Tungkai

Dari Wikipedia bahasa Indonesia, ensiklopedia bebas
Tungkai serangga

Tungkai atau kaki merupakan bagian ekstremitas pada binatang yang bergerak di atas permukaan tanah dan digunakan sebagai alat untuk berpindah tempat (lokomosi). Tungkai pada hewan vertebrata umumnya berpasangan.

Jumlah tungkai pada hewan sangatlah beragam. Pada hewan tetrapedal, khususnya hewan tetrapoda, seluruh ekstremitas merupakan tungkai. Pada hewan bipedal (termasuk manusia), dua ekstremitas merupakan tungkai sedangkan dua lainnya merupakan tangan atau sayap. Pada hewan serangga dan artropoda, tungkainya dapat berjumlah enam, delapan, atau lebih tetapi sering kali berjumlah genap dan berpasang-pasangan.

Pada hewan tetrapoda, pasangan tungkai yang terletak lebih dekat ke kepala disebut tungkai depan (ekstremitas anterior) dan yang lebih dekat ke bagian ekor disebut tungkai belakang (ekstremitas posterior).

Tungkai manusia[sunting | sunting sumber]

Diagram tulang pada tungkai manusia

Dalam ilmu anatomi manusia, definisi tungkai dan kaki dibedakan. Tungkai merupakan bagian ekstremitas (anggota gerak) bawah dari pangkal paha hingga pergelangan kaki, sedangkan kaki adalah bagian dari pergelangan kaki hingga ujung jari kaki.

Tungkai dibedakan menjadi tungkai atas dan tungkai bawah.
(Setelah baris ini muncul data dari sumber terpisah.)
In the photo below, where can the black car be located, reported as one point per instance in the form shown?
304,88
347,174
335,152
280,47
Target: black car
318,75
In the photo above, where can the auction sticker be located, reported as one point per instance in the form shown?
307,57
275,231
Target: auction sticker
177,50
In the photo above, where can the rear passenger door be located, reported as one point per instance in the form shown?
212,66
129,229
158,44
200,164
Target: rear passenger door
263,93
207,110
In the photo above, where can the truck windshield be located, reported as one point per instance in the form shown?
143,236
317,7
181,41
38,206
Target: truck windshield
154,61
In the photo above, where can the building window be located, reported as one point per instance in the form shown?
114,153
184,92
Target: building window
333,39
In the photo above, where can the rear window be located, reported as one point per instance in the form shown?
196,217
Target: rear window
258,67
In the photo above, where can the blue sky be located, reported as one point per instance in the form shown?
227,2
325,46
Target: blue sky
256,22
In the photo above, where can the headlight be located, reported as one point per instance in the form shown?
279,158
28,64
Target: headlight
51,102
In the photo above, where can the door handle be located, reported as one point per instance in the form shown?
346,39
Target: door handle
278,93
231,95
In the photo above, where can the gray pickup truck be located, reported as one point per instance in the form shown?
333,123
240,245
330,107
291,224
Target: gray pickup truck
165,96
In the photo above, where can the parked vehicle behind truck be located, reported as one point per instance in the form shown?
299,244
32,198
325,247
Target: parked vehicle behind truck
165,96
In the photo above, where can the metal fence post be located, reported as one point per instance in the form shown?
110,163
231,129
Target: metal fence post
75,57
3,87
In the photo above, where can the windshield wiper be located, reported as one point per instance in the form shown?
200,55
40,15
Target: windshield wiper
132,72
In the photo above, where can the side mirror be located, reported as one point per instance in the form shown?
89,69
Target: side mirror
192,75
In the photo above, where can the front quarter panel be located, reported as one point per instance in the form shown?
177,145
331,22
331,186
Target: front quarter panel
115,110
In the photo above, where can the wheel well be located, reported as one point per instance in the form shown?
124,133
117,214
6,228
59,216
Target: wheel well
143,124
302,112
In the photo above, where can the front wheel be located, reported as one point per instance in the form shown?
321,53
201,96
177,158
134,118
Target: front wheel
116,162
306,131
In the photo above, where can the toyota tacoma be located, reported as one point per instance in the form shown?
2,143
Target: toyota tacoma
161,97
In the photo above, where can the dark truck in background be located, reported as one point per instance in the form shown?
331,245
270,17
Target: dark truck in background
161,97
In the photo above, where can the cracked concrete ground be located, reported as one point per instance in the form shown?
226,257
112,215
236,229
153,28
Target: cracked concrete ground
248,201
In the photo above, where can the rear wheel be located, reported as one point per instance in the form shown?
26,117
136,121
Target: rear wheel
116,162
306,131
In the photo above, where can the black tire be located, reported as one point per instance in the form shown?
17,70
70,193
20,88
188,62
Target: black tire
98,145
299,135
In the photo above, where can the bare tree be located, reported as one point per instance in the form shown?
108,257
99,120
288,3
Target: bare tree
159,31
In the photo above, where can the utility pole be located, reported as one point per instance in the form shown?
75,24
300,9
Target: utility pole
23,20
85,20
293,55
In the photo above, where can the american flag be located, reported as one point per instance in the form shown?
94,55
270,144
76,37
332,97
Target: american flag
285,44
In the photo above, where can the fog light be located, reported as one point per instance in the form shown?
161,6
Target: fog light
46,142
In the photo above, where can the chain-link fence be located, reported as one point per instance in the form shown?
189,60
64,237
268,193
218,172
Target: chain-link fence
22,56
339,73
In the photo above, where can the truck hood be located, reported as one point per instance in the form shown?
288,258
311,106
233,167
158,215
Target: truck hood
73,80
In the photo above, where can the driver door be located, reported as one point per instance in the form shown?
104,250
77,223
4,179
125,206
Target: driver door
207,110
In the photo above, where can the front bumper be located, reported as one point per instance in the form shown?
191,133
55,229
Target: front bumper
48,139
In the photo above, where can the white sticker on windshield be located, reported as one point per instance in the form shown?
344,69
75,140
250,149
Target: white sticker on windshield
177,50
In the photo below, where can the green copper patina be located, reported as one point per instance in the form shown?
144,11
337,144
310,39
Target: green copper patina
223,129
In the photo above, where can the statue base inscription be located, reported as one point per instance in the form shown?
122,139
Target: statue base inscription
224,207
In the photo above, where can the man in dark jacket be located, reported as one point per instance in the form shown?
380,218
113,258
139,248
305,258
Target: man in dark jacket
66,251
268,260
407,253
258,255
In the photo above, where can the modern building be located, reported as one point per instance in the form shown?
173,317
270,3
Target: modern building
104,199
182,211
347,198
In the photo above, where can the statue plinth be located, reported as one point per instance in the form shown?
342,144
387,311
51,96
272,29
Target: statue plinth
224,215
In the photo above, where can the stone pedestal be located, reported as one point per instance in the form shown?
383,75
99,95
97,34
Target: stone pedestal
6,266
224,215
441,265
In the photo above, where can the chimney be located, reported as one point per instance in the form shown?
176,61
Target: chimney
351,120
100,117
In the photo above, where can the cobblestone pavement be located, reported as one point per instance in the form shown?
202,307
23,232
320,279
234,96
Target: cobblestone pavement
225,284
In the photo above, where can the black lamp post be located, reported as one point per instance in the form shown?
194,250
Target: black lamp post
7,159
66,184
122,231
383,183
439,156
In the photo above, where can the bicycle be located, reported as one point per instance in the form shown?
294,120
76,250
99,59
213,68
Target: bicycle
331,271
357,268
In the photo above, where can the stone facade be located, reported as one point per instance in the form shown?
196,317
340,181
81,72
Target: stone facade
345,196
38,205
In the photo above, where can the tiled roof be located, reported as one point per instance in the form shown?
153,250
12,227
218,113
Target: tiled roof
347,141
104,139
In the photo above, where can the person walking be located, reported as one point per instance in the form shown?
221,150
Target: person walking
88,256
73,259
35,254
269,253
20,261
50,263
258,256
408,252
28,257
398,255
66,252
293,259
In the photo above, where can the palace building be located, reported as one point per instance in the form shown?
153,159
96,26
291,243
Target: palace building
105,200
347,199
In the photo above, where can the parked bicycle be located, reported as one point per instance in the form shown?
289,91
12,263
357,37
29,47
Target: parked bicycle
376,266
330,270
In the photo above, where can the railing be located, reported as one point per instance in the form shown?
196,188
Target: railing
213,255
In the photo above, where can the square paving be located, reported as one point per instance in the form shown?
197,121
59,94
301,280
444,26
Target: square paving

Tungkai atas merupakan bagian paha yang terdiri dari tulang paha (femur). Tungkai bawah adalah bagian di antara lutut dan pergelangan kaki yang memiliki tulang kering (tibia) dan tulang betis (fibula). Tungkai bawah bagian belakang di mana terdapat tulang betis disebut betis. Lutut adalah bagian pertemuan tungkai atas dan bawah yang memiliki tulang tersendiri, yaitu tulang tempurung lutut (patela).

Tungkai manusia utamanya berfungsi sebagai penyokong batang tubuh agar manusia dapat berdiri, berjalan, dan aktivitas-aktivitas lainnya.